Hanya saja, anggapan berbeda justru muncul dari Koordinator Koalisi Masyarakat Antikorupsi (MAKI) Boyamin Saiman. Kata dia, Firli memang sebenarnya tak perlu menyampaikan hal-hal di luar tupoksinya. Sebab, dia harus ingat jika dirinya bukanlah politikus melainkan Ketua KPK.
"Pak Firli latah mengomentari dan seakan-akan dia lebih hebat, lebih pintar dengan cara menyebut buku yang dibaca oleh Pak Anies adalah buku lama dan dia sudah membaca buku yang lebih hebat. Ini kan sesuatu yang tidak perlu dilakukan oleh Ketua KPK sebenarnya. Karena dia bukan politisi, bukan anggota DPR," ungkapnya.
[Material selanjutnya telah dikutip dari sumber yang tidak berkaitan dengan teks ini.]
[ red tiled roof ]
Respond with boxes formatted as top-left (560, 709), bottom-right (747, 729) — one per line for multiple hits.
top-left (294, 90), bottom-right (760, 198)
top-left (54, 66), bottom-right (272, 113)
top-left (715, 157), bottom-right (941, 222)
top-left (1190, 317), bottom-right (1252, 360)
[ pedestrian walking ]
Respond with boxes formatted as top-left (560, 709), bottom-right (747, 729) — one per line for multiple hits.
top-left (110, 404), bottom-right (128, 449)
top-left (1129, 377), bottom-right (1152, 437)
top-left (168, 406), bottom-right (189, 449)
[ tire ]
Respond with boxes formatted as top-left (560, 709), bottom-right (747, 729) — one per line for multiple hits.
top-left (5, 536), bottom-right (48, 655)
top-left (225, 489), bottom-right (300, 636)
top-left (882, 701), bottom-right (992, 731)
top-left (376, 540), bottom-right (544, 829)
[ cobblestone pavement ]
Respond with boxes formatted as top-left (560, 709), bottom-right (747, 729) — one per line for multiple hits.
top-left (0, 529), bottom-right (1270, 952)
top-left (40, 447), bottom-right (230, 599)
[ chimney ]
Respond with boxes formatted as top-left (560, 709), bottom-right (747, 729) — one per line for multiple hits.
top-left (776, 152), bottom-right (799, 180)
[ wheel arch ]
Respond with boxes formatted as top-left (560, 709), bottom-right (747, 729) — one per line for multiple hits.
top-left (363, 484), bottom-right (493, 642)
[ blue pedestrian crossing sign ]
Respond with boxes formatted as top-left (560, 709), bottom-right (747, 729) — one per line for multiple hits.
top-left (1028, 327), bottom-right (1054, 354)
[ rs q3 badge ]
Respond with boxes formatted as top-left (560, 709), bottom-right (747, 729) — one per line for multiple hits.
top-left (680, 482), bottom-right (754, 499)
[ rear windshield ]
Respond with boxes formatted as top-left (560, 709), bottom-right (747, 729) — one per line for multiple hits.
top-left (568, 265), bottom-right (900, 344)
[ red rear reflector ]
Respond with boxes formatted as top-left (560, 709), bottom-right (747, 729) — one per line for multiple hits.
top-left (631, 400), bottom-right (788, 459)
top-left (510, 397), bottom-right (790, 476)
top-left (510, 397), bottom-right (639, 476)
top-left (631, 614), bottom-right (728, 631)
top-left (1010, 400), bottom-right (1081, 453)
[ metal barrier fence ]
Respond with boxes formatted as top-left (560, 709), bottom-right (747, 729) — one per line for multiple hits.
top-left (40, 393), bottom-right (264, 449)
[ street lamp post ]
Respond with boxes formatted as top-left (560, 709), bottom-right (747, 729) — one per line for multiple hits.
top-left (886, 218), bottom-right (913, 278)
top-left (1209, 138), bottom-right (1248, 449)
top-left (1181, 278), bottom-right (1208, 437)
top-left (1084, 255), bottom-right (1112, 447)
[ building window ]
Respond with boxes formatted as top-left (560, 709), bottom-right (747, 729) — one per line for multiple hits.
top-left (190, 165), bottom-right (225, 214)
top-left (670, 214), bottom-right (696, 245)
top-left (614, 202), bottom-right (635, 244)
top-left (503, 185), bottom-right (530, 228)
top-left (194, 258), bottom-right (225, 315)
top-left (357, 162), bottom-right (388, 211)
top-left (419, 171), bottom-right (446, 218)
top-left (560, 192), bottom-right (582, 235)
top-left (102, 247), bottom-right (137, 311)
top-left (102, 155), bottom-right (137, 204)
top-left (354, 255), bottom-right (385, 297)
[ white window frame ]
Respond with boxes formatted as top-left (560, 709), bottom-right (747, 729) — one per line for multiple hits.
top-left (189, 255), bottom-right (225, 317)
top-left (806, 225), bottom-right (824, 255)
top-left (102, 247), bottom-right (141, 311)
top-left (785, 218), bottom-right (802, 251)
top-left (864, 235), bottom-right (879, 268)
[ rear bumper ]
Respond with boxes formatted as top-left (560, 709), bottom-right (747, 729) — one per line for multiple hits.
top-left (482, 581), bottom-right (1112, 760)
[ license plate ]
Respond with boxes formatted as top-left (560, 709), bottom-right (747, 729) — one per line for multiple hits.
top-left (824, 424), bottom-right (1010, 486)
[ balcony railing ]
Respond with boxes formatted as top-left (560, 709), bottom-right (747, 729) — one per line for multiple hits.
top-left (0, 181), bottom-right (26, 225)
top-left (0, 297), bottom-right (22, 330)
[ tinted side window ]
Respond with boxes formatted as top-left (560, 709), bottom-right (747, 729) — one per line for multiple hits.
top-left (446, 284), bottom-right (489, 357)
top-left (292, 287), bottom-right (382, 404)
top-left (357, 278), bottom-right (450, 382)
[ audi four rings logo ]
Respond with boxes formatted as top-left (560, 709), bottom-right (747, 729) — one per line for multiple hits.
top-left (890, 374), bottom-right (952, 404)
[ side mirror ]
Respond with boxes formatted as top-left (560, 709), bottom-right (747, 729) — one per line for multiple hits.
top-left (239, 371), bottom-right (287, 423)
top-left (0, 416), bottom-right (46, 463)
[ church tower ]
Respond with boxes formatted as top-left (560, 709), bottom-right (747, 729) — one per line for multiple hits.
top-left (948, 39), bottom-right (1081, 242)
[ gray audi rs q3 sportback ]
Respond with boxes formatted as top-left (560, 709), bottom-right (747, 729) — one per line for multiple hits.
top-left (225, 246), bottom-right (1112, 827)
Sebagai Ketua KPK, Boyamin menilai, Firli sebenarnya punya lebih banyak tugas yang harus dikerjakan salah satunya adalah menangkap Harun Masiku yang hingga saat ini masih buron.
BACA JUGA:
Dia juga diminta untuk menghentikan segala retorika semacam ini dan sebaiknya menjaga pernyataannya. Apalagi, Firli selama ini kerap mendapat sorotan karena berbagai hal termasuk saat dia melanggar kode etik KPK ketika menggunakan helikopter mewah untuk kepentingan pribadinya yang belakangan dijatuhi peringatan oleh Dewan Pengawas KPK.
"Hentikan kata-kata. Mulai lakukan kerja nyata dalam memberantas korupsi karena pemberantasan korupsi di masa Pak Firli memang jauh menurun dan masyarakat banyak yang komplen bahkan tidak lagi percaya KPK," pungkasnya.